People visit a mall in Doha on March 23, 2026. (Photo by AFP)
People visit a mall in Doha on March 23, 2026. (Photo by AFP)

Qatar's Emir Sheikh Tamim bin Hamad Al Thani issued a decree on Wednesday ⁠making minor changes to ⁠the board of the ⁠Qatar Investment Authority, while keeping Sheikh Bandar bin Mohammed bin Saud Al Thani as chairman and Sheikh ⁠Mohammed ⁠bin Hamad bin Khalifa Al Thani as deputy chairman.
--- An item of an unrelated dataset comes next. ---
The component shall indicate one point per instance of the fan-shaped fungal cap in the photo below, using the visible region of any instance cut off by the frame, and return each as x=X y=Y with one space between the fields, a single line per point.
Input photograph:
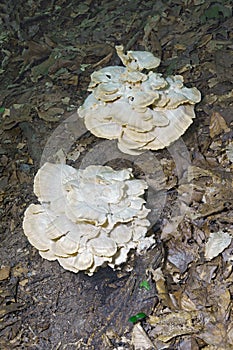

The decision stipulated that QIA’s Board of Directors would be restructured as follows: Sheikh Bandar bin Mohammed bin Saud Al Thani as Chairman, Sheikh Mohammed bin Hamad bin Khalifa Al Thani as Deputy Chairman, Ali bin Ahmed Al Kuwari as a member, Saad bin Sherida Al Kaabi as a member, Sheikh Faisal bin Thani bin Faisal Al-Thani as a member, Nasser bin Ghanim Al Khelaifi as a member, and Hassan bin Abdullah Al Thawadi as a member.

The decision is effective starting from its date of issue and is to be published in the official gazette.